Threat hunting at scale: auditing hundreds of clusters with Falco

Trendyol is a leading e-commerce platform in Turkey, with a fast-growing customer base of over 30 million people and a dedicated team of 4,000+ employees. With an extensive product selection spanning fashion, electronics, home & furniture, food, mother-child, and cosmetics, Trendyol has over 200 million items on its platform and delivers to 27 European countries. The company's impressive growth and broad range of offerings have solidified its position as one of the region's largest and most successful e-commerce platforms.

To ensure a seamless shopping experience for customers, they operate numerous production-grade Kubernetes clusters spread across nine distinct regions. Given the vast size of their infrastructure, it can be difficult to track each component, resource, user, and team promptly.

Background

On an average workday, Trendyol's production environment produces more than 700,000 Kubernetes audit logs per minute. Handling audits efficiently at this scale while minimizing disruption to the cluster's regular operations can pose a challenge.

Moreover, Trendyol required a reliable and scalable indexing and backend storage system that seamlessly integrates with the chosen solution to manage this substantial amount of data.

Trendyol aimed to create a system capable of identifying three specific anti-patterns: unauthorized privilege escalation, attempts to access Kubernetes secrets without proper authorization, and interactive access to running containers in their production environment. To enhance the security of their systems, Trendyol devised a monitoring system as their primary defense mechanism. This system implemented threat-hunting techniques to proactively identify potential security vulnerabilities and issues before they could be exploited.

Journey to Falco

To tackle tracking activities in its production environment, Trendyol created a monitoring solution by leveraging two open-source projects: Falco and Fluent Bit. The team successfully developed an audit observability system and implemented alerting mechanisms by utilizing this architecture. These components work together to efficiently identify recurring patterns, enabling improved threat detection and enhanced visibility within the system.

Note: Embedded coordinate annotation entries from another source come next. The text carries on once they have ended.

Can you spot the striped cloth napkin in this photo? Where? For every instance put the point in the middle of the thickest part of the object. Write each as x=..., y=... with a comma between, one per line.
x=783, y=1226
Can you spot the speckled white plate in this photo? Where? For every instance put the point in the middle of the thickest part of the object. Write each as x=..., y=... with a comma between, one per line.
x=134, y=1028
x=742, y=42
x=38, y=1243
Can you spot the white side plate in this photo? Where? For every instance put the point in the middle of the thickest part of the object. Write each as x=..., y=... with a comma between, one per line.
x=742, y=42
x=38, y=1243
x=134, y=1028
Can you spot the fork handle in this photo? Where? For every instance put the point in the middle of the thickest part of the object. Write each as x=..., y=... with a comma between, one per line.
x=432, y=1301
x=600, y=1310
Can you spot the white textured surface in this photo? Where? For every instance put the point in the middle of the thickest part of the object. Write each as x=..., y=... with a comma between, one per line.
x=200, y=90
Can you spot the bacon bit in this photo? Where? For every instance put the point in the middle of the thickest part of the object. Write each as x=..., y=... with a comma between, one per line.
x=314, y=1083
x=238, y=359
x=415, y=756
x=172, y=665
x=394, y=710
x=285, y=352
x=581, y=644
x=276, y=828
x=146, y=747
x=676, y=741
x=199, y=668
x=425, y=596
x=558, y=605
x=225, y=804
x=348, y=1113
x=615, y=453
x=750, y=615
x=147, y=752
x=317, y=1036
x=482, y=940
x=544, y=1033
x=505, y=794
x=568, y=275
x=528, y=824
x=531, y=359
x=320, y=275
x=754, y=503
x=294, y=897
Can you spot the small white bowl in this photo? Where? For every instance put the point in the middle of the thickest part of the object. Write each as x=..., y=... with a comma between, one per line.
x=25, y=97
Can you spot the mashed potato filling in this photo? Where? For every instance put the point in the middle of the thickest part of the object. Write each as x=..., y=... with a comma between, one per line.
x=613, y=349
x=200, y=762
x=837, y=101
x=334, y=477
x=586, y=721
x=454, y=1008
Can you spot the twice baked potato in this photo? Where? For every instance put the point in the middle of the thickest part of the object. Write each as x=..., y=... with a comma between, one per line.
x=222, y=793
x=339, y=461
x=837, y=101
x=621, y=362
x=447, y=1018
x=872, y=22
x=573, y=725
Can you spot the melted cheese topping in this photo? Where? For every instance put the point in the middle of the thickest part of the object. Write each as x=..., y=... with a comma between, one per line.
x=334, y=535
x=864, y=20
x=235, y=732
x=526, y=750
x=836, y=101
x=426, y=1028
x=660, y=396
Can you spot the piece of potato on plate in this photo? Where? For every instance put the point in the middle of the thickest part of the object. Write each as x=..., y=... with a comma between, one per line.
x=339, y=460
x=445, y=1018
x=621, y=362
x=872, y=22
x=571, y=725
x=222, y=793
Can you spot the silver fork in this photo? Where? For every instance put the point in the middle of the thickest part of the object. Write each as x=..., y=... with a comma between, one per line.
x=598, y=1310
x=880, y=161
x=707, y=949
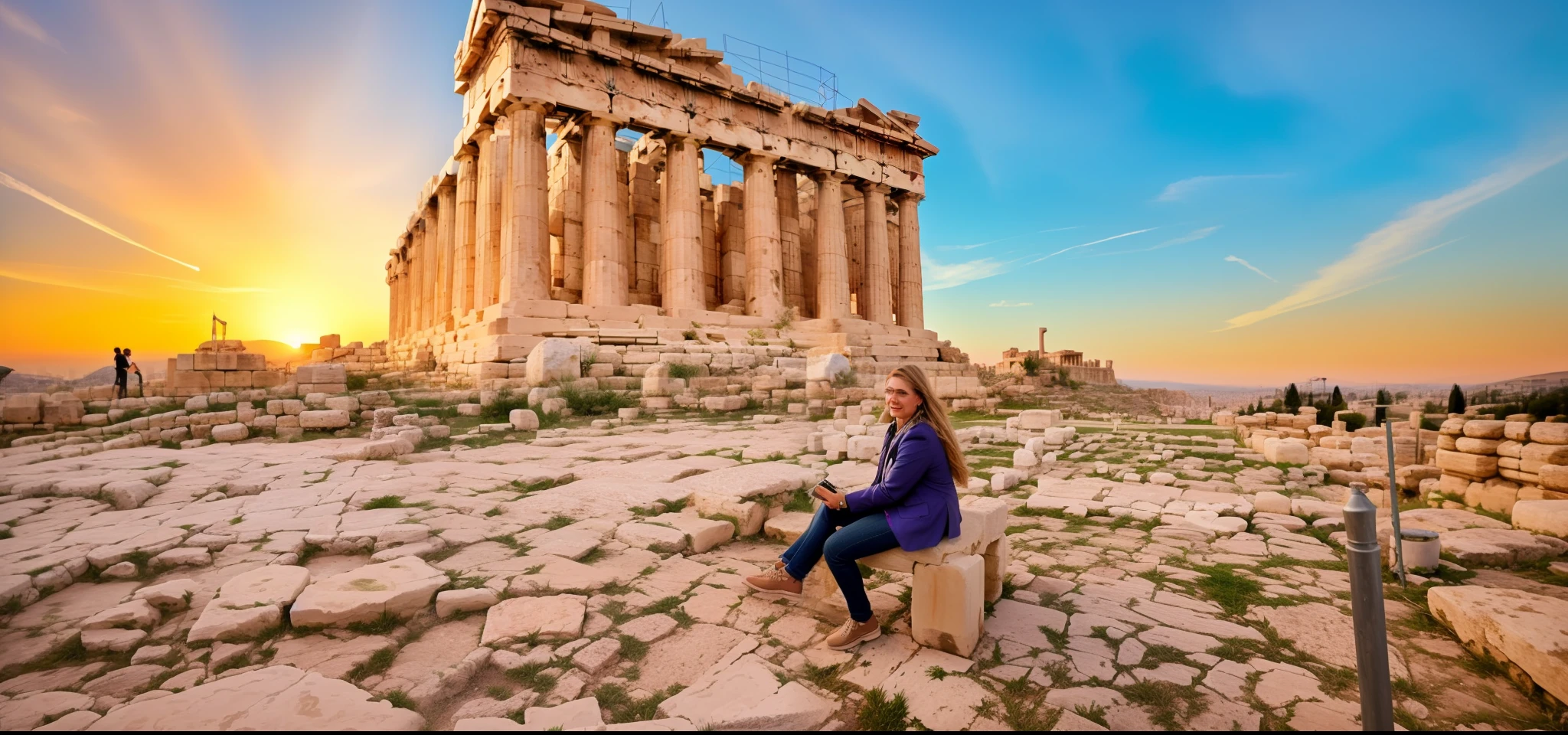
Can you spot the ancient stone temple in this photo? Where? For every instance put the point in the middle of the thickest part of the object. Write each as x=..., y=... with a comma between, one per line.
x=576, y=204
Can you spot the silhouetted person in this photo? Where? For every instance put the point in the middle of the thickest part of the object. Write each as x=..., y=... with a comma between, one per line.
x=134, y=371
x=121, y=369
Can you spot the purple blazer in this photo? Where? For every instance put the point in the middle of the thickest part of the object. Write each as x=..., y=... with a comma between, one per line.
x=915, y=488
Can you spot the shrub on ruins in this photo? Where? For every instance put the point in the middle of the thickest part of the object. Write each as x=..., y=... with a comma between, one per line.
x=1292, y=400
x=502, y=407
x=1539, y=405
x=595, y=402
x=1380, y=411
x=845, y=380
x=1455, y=400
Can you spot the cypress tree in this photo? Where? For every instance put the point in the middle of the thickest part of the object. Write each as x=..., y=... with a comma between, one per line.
x=1455, y=400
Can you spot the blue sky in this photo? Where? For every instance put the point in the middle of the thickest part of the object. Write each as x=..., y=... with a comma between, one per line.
x=1367, y=191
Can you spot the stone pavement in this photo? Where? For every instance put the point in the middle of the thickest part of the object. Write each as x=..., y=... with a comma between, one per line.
x=592, y=577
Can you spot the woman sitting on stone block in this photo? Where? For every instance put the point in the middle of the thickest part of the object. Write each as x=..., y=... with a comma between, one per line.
x=911, y=504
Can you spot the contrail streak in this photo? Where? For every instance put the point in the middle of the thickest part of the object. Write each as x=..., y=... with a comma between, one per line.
x=1250, y=266
x=1086, y=245
x=44, y=198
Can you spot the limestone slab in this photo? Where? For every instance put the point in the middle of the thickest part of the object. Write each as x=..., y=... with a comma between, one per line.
x=275, y=697
x=402, y=588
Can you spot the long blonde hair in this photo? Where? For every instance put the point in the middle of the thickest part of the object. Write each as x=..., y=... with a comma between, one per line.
x=935, y=413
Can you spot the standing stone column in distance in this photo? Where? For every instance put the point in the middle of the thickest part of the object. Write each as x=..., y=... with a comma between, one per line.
x=604, y=275
x=911, y=293
x=682, y=226
x=878, y=283
x=485, y=230
x=446, y=230
x=416, y=278
x=764, y=247
x=526, y=256
x=463, y=232
x=833, y=262
x=427, y=266
x=789, y=239
x=501, y=209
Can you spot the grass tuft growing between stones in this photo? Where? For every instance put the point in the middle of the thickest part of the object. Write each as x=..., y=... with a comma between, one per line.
x=383, y=502
x=880, y=714
x=400, y=699
x=1168, y=706
x=381, y=624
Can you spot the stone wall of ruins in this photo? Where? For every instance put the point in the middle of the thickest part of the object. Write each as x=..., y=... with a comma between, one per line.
x=550, y=220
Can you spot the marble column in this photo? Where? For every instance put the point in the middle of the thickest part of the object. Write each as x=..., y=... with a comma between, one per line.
x=526, y=254
x=446, y=256
x=501, y=209
x=416, y=260
x=427, y=265
x=604, y=273
x=911, y=295
x=485, y=226
x=833, y=260
x=789, y=240
x=463, y=232
x=764, y=247
x=878, y=283
x=681, y=226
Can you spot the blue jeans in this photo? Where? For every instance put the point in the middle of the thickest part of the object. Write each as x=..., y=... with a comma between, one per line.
x=841, y=538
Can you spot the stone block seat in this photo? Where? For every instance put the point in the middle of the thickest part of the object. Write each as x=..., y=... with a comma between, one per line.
x=952, y=580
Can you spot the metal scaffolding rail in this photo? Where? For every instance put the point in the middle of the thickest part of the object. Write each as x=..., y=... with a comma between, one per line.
x=797, y=79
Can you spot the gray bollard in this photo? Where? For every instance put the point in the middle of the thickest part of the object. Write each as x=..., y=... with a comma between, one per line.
x=1366, y=610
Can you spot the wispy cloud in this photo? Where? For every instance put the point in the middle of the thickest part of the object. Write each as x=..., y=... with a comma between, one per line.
x=118, y=283
x=1174, y=240
x=941, y=276
x=44, y=198
x=19, y=22
x=1250, y=266
x=1002, y=240
x=1086, y=245
x=1397, y=242
x=1177, y=191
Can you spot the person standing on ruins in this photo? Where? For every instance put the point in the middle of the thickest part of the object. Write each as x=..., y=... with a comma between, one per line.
x=121, y=368
x=136, y=371
x=911, y=504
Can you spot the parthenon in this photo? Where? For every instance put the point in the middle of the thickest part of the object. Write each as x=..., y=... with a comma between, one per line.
x=576, y=201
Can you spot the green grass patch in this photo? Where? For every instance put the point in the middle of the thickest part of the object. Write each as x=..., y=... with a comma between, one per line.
x=631, y=648
x=383, y=502
x=383, y=624
x=882, y=714
x=501, y=410
x=399, y=699
x=1168, y=706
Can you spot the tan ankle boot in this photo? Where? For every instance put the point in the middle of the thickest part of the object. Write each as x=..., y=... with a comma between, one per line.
x=775, y=582
x=854, y=633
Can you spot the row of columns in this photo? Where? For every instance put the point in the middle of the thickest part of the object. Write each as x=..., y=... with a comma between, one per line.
x=485, y=237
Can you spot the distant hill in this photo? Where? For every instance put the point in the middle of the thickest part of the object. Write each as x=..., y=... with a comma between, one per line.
x=276, y=353
x=1526, y=383
x=28, y=383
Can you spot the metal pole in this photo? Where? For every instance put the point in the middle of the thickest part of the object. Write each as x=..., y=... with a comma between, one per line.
x=1366, y=610
x=1393, y=498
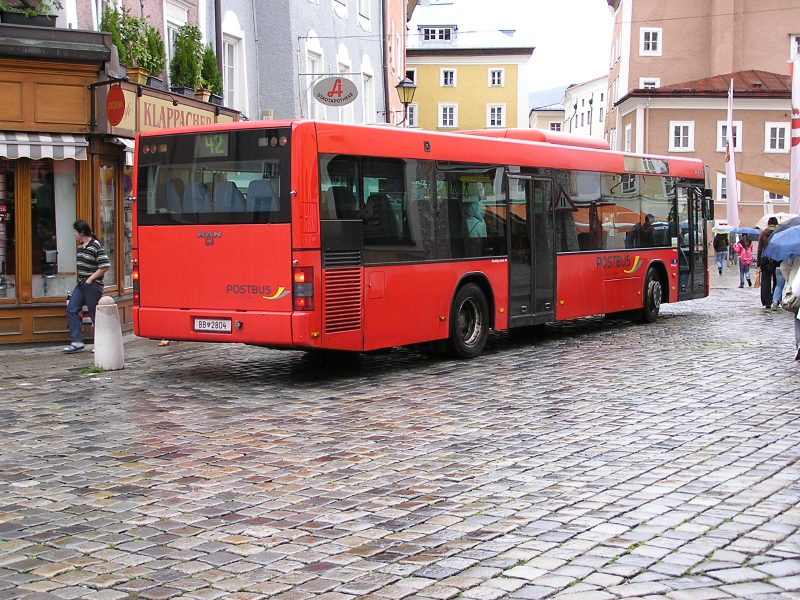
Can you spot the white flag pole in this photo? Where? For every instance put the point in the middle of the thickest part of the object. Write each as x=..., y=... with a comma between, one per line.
x=794, y=181
x=731, y=187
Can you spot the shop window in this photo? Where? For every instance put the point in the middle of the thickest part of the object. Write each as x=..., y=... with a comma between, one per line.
x=52, y=216
x=8, y=277
x=127, y=226
x=107, y=232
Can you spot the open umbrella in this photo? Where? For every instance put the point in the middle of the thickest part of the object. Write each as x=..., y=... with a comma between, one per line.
x=762, y=222
x=785, y=242
x=751, y=231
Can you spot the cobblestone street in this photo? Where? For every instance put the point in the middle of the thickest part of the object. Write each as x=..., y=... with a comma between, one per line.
x=602, y=460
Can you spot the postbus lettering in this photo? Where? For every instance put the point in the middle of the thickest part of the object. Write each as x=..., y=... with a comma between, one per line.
x=249, y=289
x=614, y=261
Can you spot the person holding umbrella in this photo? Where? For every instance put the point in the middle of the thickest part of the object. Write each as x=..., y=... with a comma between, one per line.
x=766, y=265
x=744, y=248
x=784, y=246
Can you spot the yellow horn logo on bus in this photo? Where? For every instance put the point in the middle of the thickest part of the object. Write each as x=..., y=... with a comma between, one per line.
x=277, y=295
x=637, y=264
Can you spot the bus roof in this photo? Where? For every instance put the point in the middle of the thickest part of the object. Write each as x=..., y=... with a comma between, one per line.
x=510, y=147
x=540, y=135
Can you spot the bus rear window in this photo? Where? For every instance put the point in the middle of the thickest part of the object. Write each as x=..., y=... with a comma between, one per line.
x=209, y=178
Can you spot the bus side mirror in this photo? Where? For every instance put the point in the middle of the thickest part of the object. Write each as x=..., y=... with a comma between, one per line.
x=708, y=205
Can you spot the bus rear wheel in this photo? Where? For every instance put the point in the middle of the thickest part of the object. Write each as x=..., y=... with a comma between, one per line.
x=652, y=297
x=469, y=322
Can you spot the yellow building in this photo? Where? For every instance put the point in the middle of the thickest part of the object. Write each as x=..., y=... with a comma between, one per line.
x=466, y=81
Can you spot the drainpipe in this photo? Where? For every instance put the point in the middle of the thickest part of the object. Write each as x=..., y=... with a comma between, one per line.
x=384, y=59
x=218, y=31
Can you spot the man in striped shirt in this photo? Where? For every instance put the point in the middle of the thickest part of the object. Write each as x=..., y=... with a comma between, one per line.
x=92, y=265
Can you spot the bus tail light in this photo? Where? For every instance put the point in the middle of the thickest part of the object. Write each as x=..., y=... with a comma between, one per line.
x=303, y=288
x=135, y=277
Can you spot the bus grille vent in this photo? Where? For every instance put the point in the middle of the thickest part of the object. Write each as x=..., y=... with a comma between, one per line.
x=342, y=300
x=342, y=259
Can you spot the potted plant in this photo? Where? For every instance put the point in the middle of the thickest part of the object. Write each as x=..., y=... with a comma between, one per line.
x=133, y=31
x=210, y=77
x=157, y=56
x=112, y=23
x=184, y=69
x=25, y=12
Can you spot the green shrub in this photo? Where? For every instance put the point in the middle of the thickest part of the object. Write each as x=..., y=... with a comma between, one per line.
x=156, y=51
x=185, y=67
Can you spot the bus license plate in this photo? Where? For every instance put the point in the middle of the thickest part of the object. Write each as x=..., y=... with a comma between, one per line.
x=214, y=325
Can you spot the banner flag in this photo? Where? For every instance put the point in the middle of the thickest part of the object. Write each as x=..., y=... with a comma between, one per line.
x=731, y=187
x=794, y=179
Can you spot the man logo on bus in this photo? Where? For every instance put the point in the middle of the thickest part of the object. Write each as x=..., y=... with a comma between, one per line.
x=620, y=261
x=281, y=293
x=637, y=264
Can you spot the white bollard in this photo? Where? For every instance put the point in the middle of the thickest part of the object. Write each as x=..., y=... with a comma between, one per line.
x=108, y=351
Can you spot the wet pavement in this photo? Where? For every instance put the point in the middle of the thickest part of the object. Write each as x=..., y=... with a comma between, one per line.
x=601, y=460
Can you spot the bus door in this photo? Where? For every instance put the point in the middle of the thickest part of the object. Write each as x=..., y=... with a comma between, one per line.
x=692, y=243
x=531, y=251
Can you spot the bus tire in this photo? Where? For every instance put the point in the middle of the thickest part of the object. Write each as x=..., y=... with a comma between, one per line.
x=652, y=297
x=469, y=322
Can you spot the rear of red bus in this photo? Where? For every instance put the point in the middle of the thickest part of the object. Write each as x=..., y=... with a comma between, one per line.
x=213, y=239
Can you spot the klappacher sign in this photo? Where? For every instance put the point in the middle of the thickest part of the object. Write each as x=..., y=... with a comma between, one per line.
x=335, y=91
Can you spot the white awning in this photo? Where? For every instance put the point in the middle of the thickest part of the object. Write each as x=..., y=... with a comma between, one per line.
x=59, y=146
x=128, y=145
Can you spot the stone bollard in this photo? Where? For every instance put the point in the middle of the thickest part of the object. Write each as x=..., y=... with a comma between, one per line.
x=108, y=351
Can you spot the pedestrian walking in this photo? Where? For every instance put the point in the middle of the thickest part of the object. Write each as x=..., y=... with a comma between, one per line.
x=791, y=272
x=766, y=265
x=721, y=250
x=744, y=248
x=92, y=263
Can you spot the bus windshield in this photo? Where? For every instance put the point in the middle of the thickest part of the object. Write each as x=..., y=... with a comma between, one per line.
x=238, y=176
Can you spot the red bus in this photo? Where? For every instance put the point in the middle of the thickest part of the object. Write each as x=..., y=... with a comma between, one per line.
x=316, y=235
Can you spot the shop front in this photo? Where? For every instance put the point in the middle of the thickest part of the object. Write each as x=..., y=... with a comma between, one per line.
x=62, y=160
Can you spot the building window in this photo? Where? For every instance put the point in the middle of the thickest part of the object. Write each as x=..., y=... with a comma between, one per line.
x=448, y=115
x=437, y=34
x=412, y=115
x=776, y=137
x=368, y=95
x=772, y=196
x=314, y=67
x=496, y=115
x=448, y=78
x=230, y=49
x=628, y=183
x=722, y=187
x=650, y=41
x=496, y=77
x=681, y=136
x=175, y=16
x=722, y=136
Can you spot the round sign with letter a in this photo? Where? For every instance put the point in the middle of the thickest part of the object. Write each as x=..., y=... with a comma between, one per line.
x=115, y=104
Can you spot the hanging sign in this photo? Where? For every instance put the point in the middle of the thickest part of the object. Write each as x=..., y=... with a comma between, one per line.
x=115, y=105
x=335, y=91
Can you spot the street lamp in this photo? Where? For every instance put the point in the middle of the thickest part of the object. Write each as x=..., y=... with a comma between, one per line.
x=405, y=89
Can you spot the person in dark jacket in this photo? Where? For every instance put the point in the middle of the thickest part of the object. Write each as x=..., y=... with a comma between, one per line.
x=721, y=250
x=766, y=265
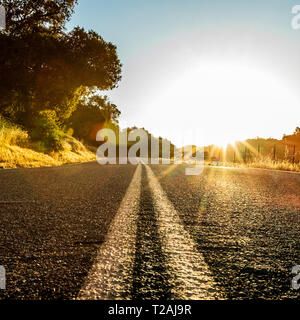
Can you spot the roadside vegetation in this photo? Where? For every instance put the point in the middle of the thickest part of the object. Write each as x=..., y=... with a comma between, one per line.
x=50, y=80
x=270, y=153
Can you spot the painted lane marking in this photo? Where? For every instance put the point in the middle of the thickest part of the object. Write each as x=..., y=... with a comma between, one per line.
x=190, y=276
x=111, y=275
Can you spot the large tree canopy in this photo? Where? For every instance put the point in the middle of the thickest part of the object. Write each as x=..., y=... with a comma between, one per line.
x=44, y=68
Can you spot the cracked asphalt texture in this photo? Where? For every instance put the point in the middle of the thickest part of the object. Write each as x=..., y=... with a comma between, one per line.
x=52, y=221
x=246, y=224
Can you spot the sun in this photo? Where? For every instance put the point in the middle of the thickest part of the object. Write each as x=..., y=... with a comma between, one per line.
x=226, y=102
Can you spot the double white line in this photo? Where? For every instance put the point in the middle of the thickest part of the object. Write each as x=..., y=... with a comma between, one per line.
x=111, y=275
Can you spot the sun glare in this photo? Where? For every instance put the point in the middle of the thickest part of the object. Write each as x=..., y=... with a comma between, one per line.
x=225, y=102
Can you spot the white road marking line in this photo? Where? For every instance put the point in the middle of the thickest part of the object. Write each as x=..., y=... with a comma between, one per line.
x=111, y=273
x=190, y=275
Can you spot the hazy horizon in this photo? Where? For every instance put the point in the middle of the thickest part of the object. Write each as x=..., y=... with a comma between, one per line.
x=202, y=72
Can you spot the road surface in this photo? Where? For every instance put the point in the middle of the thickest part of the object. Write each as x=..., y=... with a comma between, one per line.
x=148, y=232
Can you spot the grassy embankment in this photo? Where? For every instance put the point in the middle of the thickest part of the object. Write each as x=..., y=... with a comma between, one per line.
x=17, y=150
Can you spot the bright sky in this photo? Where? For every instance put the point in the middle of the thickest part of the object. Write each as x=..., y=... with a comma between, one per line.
x=201, y=72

Learn about the Technology

Fluent Bit is an open-source tool that is lightweight and high-speed, serving as a data forwarder. It can collect, process, and forward logs and metrics from diverse sources to different destinations in real time. Unlike other popular open-source tools, Fluent Bit is specifically designed to be more efficient and consume fewer resources. It can be used as a standalone tool or as a lightweight substitute for Fluentd in larger logging infrastructures.

Falco is an open-source project focused on cloud-native runtime security. Its primary purpose is to monitor and identify unexpected behavior within cloud, host, and container-based environments, particularly in Kubernetes. By leveraging various event sources, such as Kubernetes audit logs and kernel system calls, Falco can promptly detect and raise alerts for potential security threats. It offers in-depth insights into the nature of these threats, empowering security teams to respond swiftly and efficiently to mitigate risks.

Events related to the Kernel tell us most of what happens above. Leveraging syscalls and kernel events is essential for monitoring the system and detecting potential security threats, as they play a crucial role in providing essential information about the activities and behavior of processes within the system.

To illustrate this, imagine a movie where a group of bad guys kidnaps a communication satellite to gain an advantage over the good guys. In this scenario, we assume the role of the good guys, and the kernel represents that communication satellite, which grants control and an advantage to whoever possesses it. This parallels how the good guys would use the information from the satellite to gain an advantage and foil the bad guys' plans.

The Architecture

When designing the architecture, Trendyol emphasized achieving optimal performance and scalability. They carefully aligned the architecture with its intended purpose and identified potential bottlenecks that could arise from integrating various components. Additionally, they prioritized factors such as fault tolerance and aimed to maintain vendor independence whenever feasible.

Because the architecture incorporates Fluent Bit and Falco, both active projects within the Cloud Native Computing Foundation (CNCF), vendor independence was not a significant concern. However, it remains important to consider the potential for future replacements and not overlook the possibility of maintaining vendor independence. This architecture is designed to function effectively in tightly coupled and component-independent configurations, offering flexibility and adaptability to suit different needs and potential future changes.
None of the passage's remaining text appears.